A third factor for premature convergence is the relationship between the number of experiments and the size of the population. With 5 experiments, population of size 50 is a good number that will allow evolution to happen. With 100 experiments, population of size 400 will do the same. The following table shows the best performance of population under 5 experiments versus 100 experiments using eaMuPlusLambda:
Number of Experiments | Population Size | Initial Max F | Final Max F | E | Sy | H | K |
5 | 50 | 0.2642 | 0.9739 | 199807.2398 |
299.9368 |
3172.1629 | 3856.7229 |
100 | 400 | 0.0172 | 0.9999 | 200000.0000 | 300.0000 | 2999.9999 | 4000.0000 |
It is apparent that with more experiments and a much bigger population size, the algorithm is able to fit the model really well.
Results of different algorithms
There was no recorded statistics for trials done with OneMax algorithm, however, based on recall, the algorithm did marginal improvement to the initial avg max F.
The following table is a comparison between the other two algorithms:
Algorithm Tested | Initial Avg Max F | Final Avg Max F | Change |
Evolution Strategies (eaMuCommaLambda) | 0.1896 | 0.2769 | 66.06547% |
eaMuPlusLambda | 0.06702 | 0.7246 | 981.1407% |
For both OneMax and Evolution Strategies, experiments were not able to run past 25 generations because of the value error triggered by individuals with very “bad” fitness.
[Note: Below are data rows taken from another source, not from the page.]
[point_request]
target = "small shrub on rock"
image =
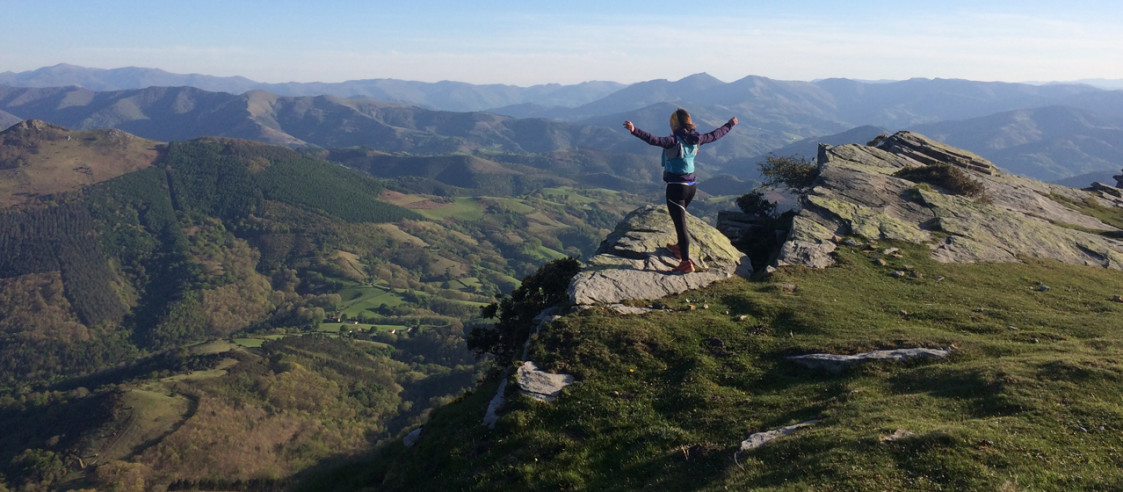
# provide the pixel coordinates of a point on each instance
(950, 179)
(792, 171)
(755, 203)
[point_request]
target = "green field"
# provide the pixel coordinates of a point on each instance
(1029, 398)
(463, 208)
(359, 299)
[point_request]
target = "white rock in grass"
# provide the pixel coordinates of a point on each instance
(540, 384)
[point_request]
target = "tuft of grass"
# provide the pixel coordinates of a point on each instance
(951, 179)
(1029, 399)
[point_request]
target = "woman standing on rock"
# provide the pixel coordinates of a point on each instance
(678, 152)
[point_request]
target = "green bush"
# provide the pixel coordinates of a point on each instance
(792, 171)
(950, 179)
(516, 312)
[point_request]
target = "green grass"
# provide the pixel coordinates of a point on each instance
(361, 299)
(463, 208)
(1029, 400)
(334, 327)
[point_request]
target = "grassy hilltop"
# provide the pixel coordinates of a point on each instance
(218, 312)
(1028, 400)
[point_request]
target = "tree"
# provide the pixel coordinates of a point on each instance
(516, 312)
(792, 171)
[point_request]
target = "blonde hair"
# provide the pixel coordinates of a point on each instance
(681, 119)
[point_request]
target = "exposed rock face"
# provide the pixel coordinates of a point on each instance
(633, 261)
(539, 384)
(837, 363)
(857, 194)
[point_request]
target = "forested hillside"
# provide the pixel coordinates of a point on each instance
(238, 292)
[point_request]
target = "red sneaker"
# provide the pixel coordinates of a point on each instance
(686, 266)
(675, 251)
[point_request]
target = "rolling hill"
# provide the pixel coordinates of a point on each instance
(429, 120)
(207, 312)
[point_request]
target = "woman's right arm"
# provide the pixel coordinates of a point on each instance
(660, 142)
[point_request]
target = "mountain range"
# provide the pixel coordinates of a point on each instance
(1043, 131)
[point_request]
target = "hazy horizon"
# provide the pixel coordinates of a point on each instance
(518, 44)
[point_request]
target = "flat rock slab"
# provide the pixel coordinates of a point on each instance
(837, 363)
(763, 438)
(857, 194)
(539, 384)
(633, 262)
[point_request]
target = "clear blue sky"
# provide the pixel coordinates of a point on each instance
(527, 43)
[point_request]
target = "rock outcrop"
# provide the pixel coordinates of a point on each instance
(633, 262)
(857, 194)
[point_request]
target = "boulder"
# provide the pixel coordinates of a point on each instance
(836, 363)
(857, 194)
(539, 384)
(633, 262)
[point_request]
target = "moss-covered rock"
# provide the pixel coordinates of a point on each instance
(633, 262)
(1014, 218)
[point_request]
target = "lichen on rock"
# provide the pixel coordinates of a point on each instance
(857, 196)
(633, 262)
However, both algorithms encounter premature convergence. Regardless of the number of experiments used as well as the size of the population, eaMuPlusLambda performs better than the other two. The reason might be that the other two both have, to a certain degree, an exclusive selection rule. Both algorithms, upon selection, replace the old population exclusively with offspring. This could potentially be problematic for the following reasons:
- The parents with “good” fitness in the old population are not allowed onto the next generation, which might slow down the evolution.
- The selection measure would allow more offspring with “bad” fitness to be in the next generation, which might slow down the evolution.
See Appendix for graphs on individual trials.
- Conclusion and Future Development
In conclusion, the evolutionary algorithm could fit the parameters of stress and strain rather well in order to predict a set of physical parameters that will work under the given experimental data. The following key components are important to building the algorithm that work well:
- A big population
- A balanced crossover-to-mutation ratio that can maintain a good diversity in the population
- A selection measure that will be comprehensive
Given time, Evolution Strategies could be further studied to fit the model well as it learns and modifies the evolution according to the distribution of the individuals. Furthermore, we could use optimization measure in scipy package to benchmark against the performance of EA. RNN could be developed and trained to fit the model as well. Also, trying to fit a more complex model with more attributes could be valuable.